Definition (Chromatic number). A (proper) coloring of a graph is to assign colors to vertices of the graph so that any two adjacent vertices get different colors. A graph is \(k\)-colorable if it has a coloring with \(k\) colors. The chromatic number of a graph \(G\), denoted by \(\chi(G)\), is the minimum number of colors needed for a coloring of \(G\). A graph \(G\) is \(k\)-chromatic if \(\chi(G)=k\).

Example. Chromatic numbers of some well-known graphs.

  1. \(\chi(G)=1\) if and only if \(G\) has no edges.

  2. \(\chi(K_n)=n\).

  3. \(\chi(C_n)=\begin{cases} 2 & \text{if } n\text{ is even}\\ 3 & \text{if } n\text{ is odd.} \end{cases}\)

  4. \(\chi(P_n)=\chi(S_n)=\chi(K_{m,n})=2\).

  5. \(\chi(G)=2\) if and only if \(G\) is bipartite.

Remark. Applications of graph colorings include scheduling final exams, frequency assignment for TV channels etc.

Definition (Clique number). The clique number of a graph \(G\), denoted by \(\omega(G)\), is the number of vertices in a largest clique (i.e., complete graph) in \(G\).

The maximum degree of a vertex in a graph \(G\) is denoted by \(\Delta(G)\).

Theorem. For a graph \(G\), \(\omega(G) \leq \chi(G)\leq \Delta(G)+1.\)

Since \(K_{\omega(G)}\) is a subgraph of \(G\) and \(\chi(K_{\omega(G)})=\omega(G)\), we have \[\omega(G)=\chi(K_{\omega(G)})\leq \chi(G).\]
Consider the following greedy coloring of all the vertices \(v_1,v_2,\ldots,v_n\) of \(G\) with colors \(c_1,c_2,\ldots,c_{\Delta(G)+1}\): color vertex \(v_i\) with the first available color, i.e., \(c_j\) for the smallest \(j\) that was not used to color neighbors of \(v_i\) among \(v_1,v_2,\ldots,v_{i-1}\). Note that when \(v_i\) is colored, the number of its neighbors already colored is no greater than its degree \(\operatorname{d}(v_i)\). Thus \(\chi(G)\leq \Delta(G)+1\).

Remark. Note that \(\chi(G)=\Delta(G)+1\) if \(G\) is \(K_n\) or an odd cycle. Otherwise \(\chi(G)\leq \Delta(G)\) as stated by Brooks' theorem.

Theorem (Brooks' theorem). \(\chi(G)\leq \Delta(G)\) for any connected graph \(G\) that is neither a complete graph nor an odd cycle.

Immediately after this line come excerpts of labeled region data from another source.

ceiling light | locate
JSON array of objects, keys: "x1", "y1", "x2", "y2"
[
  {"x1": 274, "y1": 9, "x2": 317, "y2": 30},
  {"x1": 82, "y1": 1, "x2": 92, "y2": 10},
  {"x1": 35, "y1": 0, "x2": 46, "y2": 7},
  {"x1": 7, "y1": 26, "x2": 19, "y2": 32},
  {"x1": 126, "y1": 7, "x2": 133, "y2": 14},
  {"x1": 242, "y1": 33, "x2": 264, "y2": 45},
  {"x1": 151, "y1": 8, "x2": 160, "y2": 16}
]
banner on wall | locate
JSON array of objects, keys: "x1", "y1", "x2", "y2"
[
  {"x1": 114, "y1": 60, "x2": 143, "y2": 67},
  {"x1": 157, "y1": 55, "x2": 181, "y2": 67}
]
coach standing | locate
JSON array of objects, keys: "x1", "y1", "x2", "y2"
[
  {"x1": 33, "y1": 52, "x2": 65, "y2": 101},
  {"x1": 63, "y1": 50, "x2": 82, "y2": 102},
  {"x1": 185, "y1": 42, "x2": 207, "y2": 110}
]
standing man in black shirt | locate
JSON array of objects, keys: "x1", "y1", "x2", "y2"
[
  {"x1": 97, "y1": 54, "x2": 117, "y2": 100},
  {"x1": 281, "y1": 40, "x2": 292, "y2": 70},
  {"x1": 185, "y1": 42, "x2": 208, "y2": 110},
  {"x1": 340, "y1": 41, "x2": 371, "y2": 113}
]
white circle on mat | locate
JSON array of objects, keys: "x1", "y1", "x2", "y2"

Question. How many colors are needed to color all the countries in a map so that two countries with a common border get different colors? What is the chromatic number of the dual of a planar graph?

Definition (Dual graph). Consider a planar embedding \(G\) of a planar graph. The dual of \(G\), denoted by \(G^*\), is the graph whose vertices are the faces of \(G\) such that there is an edge \(e^*\) between two distinct vertices (faces of \(G\)) of \(G^*\) if and only if their corresponding faces in \(G\) are separated by an edge \(e\) of \(G\) where \(G^*\) has a loop corresponding to a face of \(G\) on both side of a cut edge in \(G\).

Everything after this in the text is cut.